Authored by nemanjai on Jul 24 2021, 12:45 PM.

Details

Summary

XL provides functions __vec_ldrmb/__vec_strmb for loading/storing a sequence of 1 to 16 bytes in big endian order, right justified in the vector register (regardless of target endianness).
This is equivalent to vec_xl_len_r/vec_xst_len_r which are only available on Power9.

This patch simply uses the Power9 functions when compiled for Power9, but provides a more general implementation for Power8.

Diff Detail

Event Timeline

nemanjai created this revision.Jul 24 2021, 12:45 PM
nemanjai requested review of this revision.Jul 24 2021, 12:45 PM
Herald added a project: Restricted Project. · View Herald TranscriptJul 24 2021, 12:45 PM
nemanjai updated this revision to Diff 361477.Jul 24 2021, 2:02 PM

Updated a couple of issues revealed during functional testing.

Conanap added inline comments.
clang/lib/Headers/altivec.h
3151

I believe the preference is to have this defined in clang/lib/Basic/Targets/PPC.cpp under defineXLCompatMacros

do we need an IR -> ASM test case as well?

do we need an IR -> ASM test case as well?

I didn't add this as the builtins do not produce any new IR - there are no new intrinsics or any other modifications to the back end. Since the code is completely contained in the front end, I feel like the tests should be as well.

clang/lib/Headers/altivec.h
3151

That is a very good point. However for the Altivec builtins, there is long standing precedent for having these defined in the header. We actually don't want the vector builtins to be defined without the inclusion of altivec.h.

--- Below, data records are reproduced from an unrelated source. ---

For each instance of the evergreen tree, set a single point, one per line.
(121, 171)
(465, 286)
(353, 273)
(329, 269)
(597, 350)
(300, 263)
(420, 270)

clang/test/CodeGen/builtins-ppc-ld-st-rmb.c
1

The test case is quite verbose but the checks were produced by the script so it should be easy to maintain. The reason I added so many checks is that the produce code is very dependent on:

  • endianness
  • CPU
  • the number of bytes (in the store case)
Conanap accepted this revision.Jul 25 2021, 5:38 PM

Thanks for answering the Qs. LGTM.

This revision is now accepted and ready to land.Jul 25 2021, 5:38 PM
lei added a subscriber: lei.Jul 26 2021, 5:47 AM
lei added inline comments.
clang/lib/CodeGen/CGBuiltin.cpp
15133

I find the nested switch to be a bit confusing at first. Maybe it can be done a bit diff?

auto StoreSubVec ...
   if (Width==16) {
   }
   switch (Width) {
      default:  ...    
      case :
      //set the ConvTy, NumElts for non-16byte widths
   }
    // code to handle non-16 byte stores
}
amyk added a subscriber: amyk.Jul 26 2021, 7:12 AM
amyk added inline comments.
clang/lib/CodeGen/CGBuiltin.cpp
15111

Maybe we can pull out this line and do the following:

Constant *Zero = llvm::Constant::getNullValue(IsLE ? ResTy : AllElts->getType());
clang/test/CodeGen/builtins-ppc-ld-st-rmb.c
1

The test is pretty verbose already, but do you think it is necessary to add checks for AIX, or is having just the Linux ones fine?

nemanjai updated this revision to Diff 361658.Jul 26 2021, 8:00 AM

Cleaned up some of the control flow.

nemanjai updated this revision to Diff 361693.Jul 26 2021, 9:24 AM

The last update accidentally removed the newly added tests.

lei accepted this revision.Jul 26 2021, 9:39 AM

thx for the update!

amyk accepted this revision.Jul 26 2021, 9:48 AM

Thanks for addressing the comment and adding back the tests!
LGTM.

This revision was landed with ongoing or failed builds.Jul 26 2021, 11:20 AM
This revision was automatically updated to reflect the committed changes.